Football World Cup 2006 -- the media battle is in full swing
by Michael Heipel, Director of Exhibitions, Ifra
The good news first for all those who perhaps had doubts: Australia can become the 2006 World Champion! I will explain how in just a moment. But let’s start with a few fundamental words about this year’s no. 1 sporting event.
The figures speak for themselves: When 32 top teams from six continents meet in Germany from 9th June to 9th July 2006 for the Football World Cup, it will be a media event of a very special kind. According to FIFA, a total of about 14,000 journalists and media representatives are expected to attend, including some 4500 print journalists. The final match of the 2002 World Cup in Japan was seen by 1.1 billion viewers, and the audience for this year’s event is predicted to be considerably larger. It is estimated that worldwide a total of about 40 billion viewers will watch the games with Mark Schwarzer, Lucas Neill, Tim Cahill, Harry Kewell and their international colleagues. The national organisation committee in Germany and FIFA are investing a budget of more than EUR 1 billion to organise the event. Some three million tickets have been issued for the 64 matches, though ten times as many could have been sold.
The battle among the media and the advertisers to catch the attention of the target audience is in full swing already, and that is just the start! There is one match that our newspaper publishing houses will be unable to win: TV has the monopoly on topicality and the experience of live reporting. Only TV brings the emotions in real time into the living room, bars and pubs, as well as to the public locations where worldwide thousands of viewers will watch the matches on big screens . In addition, the organisers have imposed many restrictions and proprietary rights that make life more difficult for publishers and that must be duly observed (For further information, see www.fifadigitalarchive.com).

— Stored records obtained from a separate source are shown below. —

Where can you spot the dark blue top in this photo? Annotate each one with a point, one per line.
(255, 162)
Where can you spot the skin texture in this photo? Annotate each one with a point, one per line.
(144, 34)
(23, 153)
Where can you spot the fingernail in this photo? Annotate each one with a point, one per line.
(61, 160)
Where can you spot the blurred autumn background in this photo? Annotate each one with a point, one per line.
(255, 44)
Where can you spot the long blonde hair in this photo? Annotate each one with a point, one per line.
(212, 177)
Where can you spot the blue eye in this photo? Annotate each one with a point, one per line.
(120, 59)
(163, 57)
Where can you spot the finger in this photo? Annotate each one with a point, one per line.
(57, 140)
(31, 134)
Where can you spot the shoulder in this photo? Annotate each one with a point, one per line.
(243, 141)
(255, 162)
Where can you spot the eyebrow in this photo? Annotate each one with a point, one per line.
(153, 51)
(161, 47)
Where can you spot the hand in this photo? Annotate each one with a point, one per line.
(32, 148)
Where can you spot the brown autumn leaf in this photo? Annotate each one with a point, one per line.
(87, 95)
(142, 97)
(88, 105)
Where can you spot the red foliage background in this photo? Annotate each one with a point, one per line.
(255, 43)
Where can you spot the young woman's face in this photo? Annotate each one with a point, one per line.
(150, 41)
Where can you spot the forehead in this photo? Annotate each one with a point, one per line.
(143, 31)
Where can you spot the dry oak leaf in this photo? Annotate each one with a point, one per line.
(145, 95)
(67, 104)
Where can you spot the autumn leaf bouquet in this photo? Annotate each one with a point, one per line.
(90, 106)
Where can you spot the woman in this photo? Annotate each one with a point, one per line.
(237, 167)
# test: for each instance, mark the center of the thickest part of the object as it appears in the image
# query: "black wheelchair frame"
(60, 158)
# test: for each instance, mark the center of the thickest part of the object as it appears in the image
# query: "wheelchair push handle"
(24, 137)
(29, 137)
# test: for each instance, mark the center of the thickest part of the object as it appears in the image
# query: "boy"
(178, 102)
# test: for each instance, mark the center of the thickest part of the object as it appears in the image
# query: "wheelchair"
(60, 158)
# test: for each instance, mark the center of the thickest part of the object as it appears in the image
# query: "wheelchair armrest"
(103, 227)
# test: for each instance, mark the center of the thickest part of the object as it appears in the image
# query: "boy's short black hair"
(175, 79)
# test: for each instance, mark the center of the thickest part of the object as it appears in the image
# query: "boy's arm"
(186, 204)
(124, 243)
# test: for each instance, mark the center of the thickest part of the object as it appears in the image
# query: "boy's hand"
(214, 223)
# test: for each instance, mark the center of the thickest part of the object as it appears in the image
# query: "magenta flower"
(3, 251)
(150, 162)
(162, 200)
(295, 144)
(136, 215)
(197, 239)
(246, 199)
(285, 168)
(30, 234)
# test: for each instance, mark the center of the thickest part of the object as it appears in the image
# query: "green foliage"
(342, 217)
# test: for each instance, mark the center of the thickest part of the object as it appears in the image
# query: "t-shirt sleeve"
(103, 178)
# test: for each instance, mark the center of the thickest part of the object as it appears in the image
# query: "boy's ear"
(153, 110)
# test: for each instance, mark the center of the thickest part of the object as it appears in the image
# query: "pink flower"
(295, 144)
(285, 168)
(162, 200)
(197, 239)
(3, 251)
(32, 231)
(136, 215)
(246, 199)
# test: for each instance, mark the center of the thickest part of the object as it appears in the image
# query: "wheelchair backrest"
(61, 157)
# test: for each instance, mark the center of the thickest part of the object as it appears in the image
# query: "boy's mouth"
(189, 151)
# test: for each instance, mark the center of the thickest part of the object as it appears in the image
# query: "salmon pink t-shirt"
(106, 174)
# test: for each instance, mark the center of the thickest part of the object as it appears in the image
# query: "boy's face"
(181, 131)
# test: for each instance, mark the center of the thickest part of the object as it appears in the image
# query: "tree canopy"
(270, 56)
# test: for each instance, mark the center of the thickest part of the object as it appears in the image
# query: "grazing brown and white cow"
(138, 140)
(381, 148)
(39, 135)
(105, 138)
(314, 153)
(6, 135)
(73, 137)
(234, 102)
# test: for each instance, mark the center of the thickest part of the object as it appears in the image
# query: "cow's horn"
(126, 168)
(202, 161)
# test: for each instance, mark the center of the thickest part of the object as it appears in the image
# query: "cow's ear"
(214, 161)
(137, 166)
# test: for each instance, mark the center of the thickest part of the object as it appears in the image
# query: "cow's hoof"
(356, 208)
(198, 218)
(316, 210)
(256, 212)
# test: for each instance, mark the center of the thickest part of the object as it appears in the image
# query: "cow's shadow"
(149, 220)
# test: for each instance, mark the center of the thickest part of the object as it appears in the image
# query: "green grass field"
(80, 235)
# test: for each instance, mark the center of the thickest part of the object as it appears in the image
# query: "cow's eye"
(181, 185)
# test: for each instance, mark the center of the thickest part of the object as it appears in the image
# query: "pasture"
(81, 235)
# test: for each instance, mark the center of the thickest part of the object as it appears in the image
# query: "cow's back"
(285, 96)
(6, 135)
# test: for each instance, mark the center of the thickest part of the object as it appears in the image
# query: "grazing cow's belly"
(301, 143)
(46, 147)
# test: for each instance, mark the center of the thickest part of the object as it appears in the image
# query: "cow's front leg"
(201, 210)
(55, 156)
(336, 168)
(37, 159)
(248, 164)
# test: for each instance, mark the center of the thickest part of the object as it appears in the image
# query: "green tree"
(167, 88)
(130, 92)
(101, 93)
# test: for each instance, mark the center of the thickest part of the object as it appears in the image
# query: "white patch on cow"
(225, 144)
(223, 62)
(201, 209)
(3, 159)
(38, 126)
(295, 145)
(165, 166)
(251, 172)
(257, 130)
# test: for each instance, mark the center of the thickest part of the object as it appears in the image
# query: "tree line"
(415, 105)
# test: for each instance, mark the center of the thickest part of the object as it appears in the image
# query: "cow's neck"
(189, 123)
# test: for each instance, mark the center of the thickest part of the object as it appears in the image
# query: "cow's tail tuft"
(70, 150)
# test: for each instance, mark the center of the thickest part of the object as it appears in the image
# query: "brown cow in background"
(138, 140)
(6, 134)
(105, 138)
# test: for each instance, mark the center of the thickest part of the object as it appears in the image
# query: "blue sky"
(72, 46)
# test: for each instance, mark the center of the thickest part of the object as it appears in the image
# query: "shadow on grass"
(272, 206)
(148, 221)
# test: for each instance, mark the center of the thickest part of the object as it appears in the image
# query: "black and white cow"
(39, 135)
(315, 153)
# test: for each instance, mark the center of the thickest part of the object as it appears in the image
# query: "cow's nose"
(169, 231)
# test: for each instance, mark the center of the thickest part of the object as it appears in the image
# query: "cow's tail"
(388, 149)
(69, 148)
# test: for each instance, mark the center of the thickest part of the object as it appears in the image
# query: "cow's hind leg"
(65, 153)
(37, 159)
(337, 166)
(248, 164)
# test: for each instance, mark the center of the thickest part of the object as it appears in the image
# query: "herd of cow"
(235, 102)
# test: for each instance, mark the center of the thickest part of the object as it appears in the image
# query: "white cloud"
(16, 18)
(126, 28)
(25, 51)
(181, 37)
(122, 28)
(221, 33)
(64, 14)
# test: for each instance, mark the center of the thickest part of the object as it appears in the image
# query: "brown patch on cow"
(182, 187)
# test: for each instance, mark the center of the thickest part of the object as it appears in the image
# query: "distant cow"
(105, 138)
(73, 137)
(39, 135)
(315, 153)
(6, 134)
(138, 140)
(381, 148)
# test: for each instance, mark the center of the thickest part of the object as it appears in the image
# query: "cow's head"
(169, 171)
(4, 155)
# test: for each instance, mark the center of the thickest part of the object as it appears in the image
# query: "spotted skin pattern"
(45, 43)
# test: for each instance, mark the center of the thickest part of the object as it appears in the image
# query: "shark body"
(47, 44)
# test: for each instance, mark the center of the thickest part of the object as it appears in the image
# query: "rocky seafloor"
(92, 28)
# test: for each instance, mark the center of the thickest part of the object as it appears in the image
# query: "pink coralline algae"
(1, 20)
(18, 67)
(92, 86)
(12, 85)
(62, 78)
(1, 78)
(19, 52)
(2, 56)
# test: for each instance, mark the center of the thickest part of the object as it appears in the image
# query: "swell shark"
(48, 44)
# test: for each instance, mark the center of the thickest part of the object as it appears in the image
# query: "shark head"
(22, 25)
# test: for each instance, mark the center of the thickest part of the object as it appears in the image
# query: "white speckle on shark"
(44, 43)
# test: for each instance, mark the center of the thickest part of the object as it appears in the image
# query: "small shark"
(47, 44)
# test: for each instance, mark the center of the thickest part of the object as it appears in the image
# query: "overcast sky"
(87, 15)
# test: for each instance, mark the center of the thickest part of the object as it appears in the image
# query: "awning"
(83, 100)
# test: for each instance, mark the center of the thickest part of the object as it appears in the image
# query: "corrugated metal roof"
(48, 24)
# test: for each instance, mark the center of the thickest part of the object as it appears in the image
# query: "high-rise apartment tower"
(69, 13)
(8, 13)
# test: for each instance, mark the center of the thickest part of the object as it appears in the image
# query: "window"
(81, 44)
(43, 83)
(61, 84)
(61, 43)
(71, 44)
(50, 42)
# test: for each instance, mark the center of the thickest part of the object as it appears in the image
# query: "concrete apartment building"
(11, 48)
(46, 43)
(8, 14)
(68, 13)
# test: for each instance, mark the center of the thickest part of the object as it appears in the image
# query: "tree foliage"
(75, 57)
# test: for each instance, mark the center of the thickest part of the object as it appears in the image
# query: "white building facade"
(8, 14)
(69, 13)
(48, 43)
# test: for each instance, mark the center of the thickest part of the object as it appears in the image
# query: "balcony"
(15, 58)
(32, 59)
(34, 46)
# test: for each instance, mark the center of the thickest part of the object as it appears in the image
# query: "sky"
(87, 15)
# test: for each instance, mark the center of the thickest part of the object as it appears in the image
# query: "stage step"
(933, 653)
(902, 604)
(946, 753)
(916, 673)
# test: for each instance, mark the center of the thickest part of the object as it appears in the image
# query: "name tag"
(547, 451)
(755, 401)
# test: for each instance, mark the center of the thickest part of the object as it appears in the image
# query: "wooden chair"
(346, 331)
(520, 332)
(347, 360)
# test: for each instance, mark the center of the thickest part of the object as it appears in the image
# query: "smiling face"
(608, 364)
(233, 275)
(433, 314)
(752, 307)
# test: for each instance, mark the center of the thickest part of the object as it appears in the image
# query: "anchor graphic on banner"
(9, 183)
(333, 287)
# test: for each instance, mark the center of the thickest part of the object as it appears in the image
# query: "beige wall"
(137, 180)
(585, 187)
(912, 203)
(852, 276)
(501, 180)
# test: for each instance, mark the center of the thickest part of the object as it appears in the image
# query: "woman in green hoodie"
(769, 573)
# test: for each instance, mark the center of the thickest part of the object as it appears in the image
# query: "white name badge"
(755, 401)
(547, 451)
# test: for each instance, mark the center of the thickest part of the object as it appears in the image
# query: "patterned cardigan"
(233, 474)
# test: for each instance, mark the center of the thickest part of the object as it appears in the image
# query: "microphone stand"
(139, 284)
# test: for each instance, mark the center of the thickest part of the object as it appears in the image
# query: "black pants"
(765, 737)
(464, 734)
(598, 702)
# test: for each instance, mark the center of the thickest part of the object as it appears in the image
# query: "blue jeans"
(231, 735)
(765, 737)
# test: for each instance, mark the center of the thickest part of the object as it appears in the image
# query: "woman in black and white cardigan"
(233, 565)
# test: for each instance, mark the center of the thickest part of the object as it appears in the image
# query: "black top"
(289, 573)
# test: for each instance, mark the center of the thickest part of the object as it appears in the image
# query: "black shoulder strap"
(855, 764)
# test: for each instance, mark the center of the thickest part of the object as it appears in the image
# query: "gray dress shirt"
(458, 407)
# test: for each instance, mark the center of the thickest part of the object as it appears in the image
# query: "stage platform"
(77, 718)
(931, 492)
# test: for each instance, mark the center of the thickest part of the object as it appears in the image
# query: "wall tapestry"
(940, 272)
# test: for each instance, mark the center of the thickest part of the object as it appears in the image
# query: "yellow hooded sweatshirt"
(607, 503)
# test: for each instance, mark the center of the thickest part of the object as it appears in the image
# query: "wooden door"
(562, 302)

But one thing is clear: no newspaper can afford to ignore the Football World Cup. No other sport gives rise to so much interest and enthusiasm worldwide –among both men and women equally. So how should newspaper publishers act in order to secure their share of attention and especially advertising revenues? How can they position themselves to steal some of the balls from the electronic media?
Concentrate on strengths
The answer is really quite simple: newspaper publishing houses should concentrate on their strengths and core competencies. And these clearly lie in service, background reporting, commentaries, local aspects. Newspaper houses can field a very good team and offer their readers orientation in the flood of information. Included on the team of modern publishing houses are large numbers of media channels that, where used cleverly, bring the decisive added value for readers, subscribers and online users. They are also a platform for advertisers on which they can effectively communicate their brand messages to the target audiences. This is all the more important because, in the flood of advertising messages destined to deluge us all via the electronic media, it is more vital than ever before that the advertising businesses should present a clear profile. Depending on the size of the publishing houses concerned, printed newspapers and special supplements, books, special DVDs, online features, mobile prize games, podcasts, etc., can play the ball back and forth to one another. The Football World Cup will undoubtedly unleash high levels of creativity and innovation at publishing houses.
Ifra has set itself the objective to promote media convergence at newspapers both by research and practice-oriented projects. Ifra’s Newsplex philosophy aims to train journalists and publishing houses in the convergent use of multiple media platforms. It is against this background that we created the Ifra XMA Cross Media Awards 2006 in order to present and reward the most innovative and creative special projects of newspaper houses in connection with the Football World Cup 2006. It will be shown which projects were especially successful and what other newspaper houses can learn from them, for future sporting and cultural events. The submitted entries will be judged by a jury of international media experts, including leading newspaper designers, experts for new media, representatives of advertising and media agencies, a trade magazine for advertising and communication and others, will judge the submitted entries. The project is supported by manufacturers who, with their products, systems and services, provide the technical basis for the convergent projects of newspaper publishing houses, including dpa Deutsche Presse Agentur, Kodak, Protec and UPM. At this year’s IfraExpo in Amsterdam (9 -12 October 2006) the winning projects will be shown in a special presentation – naturally in the appropriate sports environment. Different sized newspaper houses from Germany, the United Kingdom, Hong Kong, Croatia, Malaysia, Austria, Switzerland, Singapore, Spain, Sri Lanka and the U.S.A. have already indicated their intention to register their special Football World Cup projects for the Ifra XMA. For information about the project, visit http://www.ifra.com/xma .
This explains how Australia can become world champion this year: even if the football team does not reach the finals on 9th July in Berlin, the Australian newspaper houses can register with Ifra for the Ifra XMA Cross Media Awards up to 31st July 2006. And in this way make Australia the 2006 World Champion!